3. Four out of five times a female pig will spend sixteen weeks of her pregnancy confined in a crate, where she won’t be able to move. Her bone density will drop. She will be covered in multiple sores. Normally, a mother pig gives birth to only one piglet, however in factory farming, they are ‘intensively bred’ to produce as many as nine babies at a time. 15% of these mothers go insane. Piglets in these confinements are born with deformities. The need for the crates? Cost-effective management.
4. Did you know? Roughly 35 classified species of sea horses worldwide are threatened with extinction because they are “unintentionally” killed in seafood production? And sea horses are only one of the over hundred sea animal species which are the “by catch” in the modern tuna industry.
5. According to a report published in Consumer Reports, 83 percent of all chicken meat is infected with either campylobacter or salmonella at the time of purchase. The conditions of factory farmed animals, the filth of the factory farm, affects what ends up on our plates more than we know. An estimated 76 million cases of food-borne illnesses occur in America each year.

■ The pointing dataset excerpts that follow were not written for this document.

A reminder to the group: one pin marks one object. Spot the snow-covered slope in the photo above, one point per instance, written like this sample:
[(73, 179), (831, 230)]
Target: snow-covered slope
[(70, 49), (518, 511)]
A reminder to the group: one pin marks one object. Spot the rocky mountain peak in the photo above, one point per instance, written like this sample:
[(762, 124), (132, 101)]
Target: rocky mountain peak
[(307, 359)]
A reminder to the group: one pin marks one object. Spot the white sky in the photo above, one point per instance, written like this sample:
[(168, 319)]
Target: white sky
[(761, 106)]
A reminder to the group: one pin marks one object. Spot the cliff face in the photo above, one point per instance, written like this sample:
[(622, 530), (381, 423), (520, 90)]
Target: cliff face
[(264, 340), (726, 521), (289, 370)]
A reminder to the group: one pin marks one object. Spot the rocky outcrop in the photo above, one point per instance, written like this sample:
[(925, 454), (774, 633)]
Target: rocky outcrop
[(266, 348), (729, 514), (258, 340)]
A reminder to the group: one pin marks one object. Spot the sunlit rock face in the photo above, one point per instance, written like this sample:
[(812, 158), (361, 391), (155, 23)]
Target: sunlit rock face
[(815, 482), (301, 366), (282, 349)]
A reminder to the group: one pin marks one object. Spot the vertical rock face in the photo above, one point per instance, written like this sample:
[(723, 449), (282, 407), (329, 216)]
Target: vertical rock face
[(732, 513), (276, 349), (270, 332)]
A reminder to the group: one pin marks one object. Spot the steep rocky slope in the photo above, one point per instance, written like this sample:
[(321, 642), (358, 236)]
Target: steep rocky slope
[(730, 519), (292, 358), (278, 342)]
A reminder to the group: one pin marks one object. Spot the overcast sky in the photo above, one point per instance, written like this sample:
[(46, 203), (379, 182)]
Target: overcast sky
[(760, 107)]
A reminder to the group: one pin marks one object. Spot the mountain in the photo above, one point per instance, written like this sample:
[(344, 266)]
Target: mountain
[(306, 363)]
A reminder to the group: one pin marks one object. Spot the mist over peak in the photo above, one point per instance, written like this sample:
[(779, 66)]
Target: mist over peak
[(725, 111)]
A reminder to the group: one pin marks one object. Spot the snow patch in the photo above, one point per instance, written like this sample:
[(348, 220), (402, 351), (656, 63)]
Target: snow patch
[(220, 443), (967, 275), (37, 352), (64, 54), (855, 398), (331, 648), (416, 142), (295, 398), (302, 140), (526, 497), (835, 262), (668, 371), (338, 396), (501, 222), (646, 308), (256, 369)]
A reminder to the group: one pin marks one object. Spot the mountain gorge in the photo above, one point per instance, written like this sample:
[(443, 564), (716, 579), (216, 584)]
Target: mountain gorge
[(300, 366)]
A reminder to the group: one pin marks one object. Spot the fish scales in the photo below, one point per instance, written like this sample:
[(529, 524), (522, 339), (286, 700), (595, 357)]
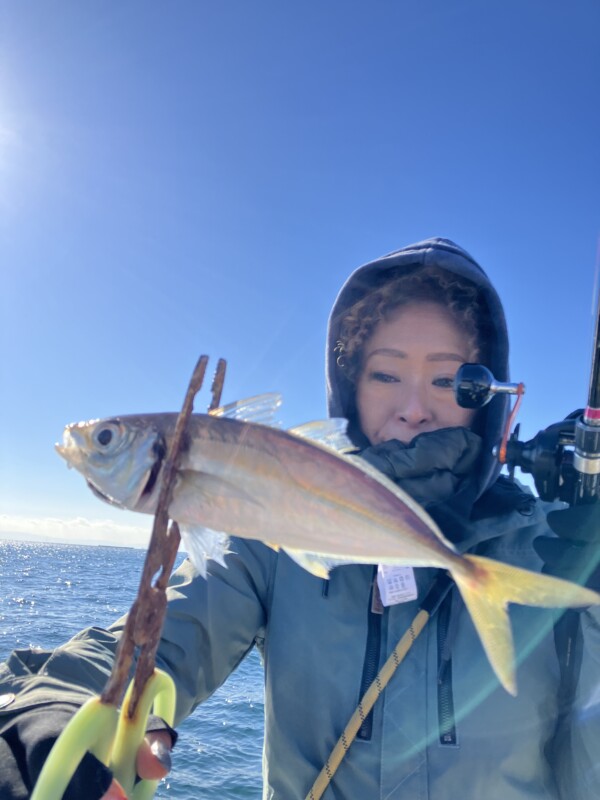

Cruelty is not that the animals are killed. They die natural deaths too. Cruelty is how they are killed, the extended suffering before the actual death, the sadistic treatment of animals so commonly witnessed in any factory farm (people who kill on a daily basis need to demonize their victims – many accounts in this book from workers themselves attest to the sadistic torture of animals by factory workers – urinating on chicken, beating pigs senseless, raping the cattle.) It’s a lawless industry.
Cruelty is not knowing where and how our food has been. Cruelty is turning a blind eye to all of this, all of this which is done only to make that burger five dollars cheaper.
LET’S BE HONEST, YOU’D RATHER SKIP THROUGH ALL THE GORE. All of this may be wholly unpalatable. But do it. Read the book. Because by turning a blind eye, we’re not protecting out right to make our own dietary choice. We are ignoring the possibility of creating a world where we could have our cake and eat it too – a world where farming animals won’t be as cruel because the consumers demanded animal protection over reduced prices. Where factory farms will be open to public viewing, monitored by cameras, because they won’t dare have a hundred dead birds to hide. Read the book. Skip the bad parts if you want, read and accept and discuss and recommend the essence of it.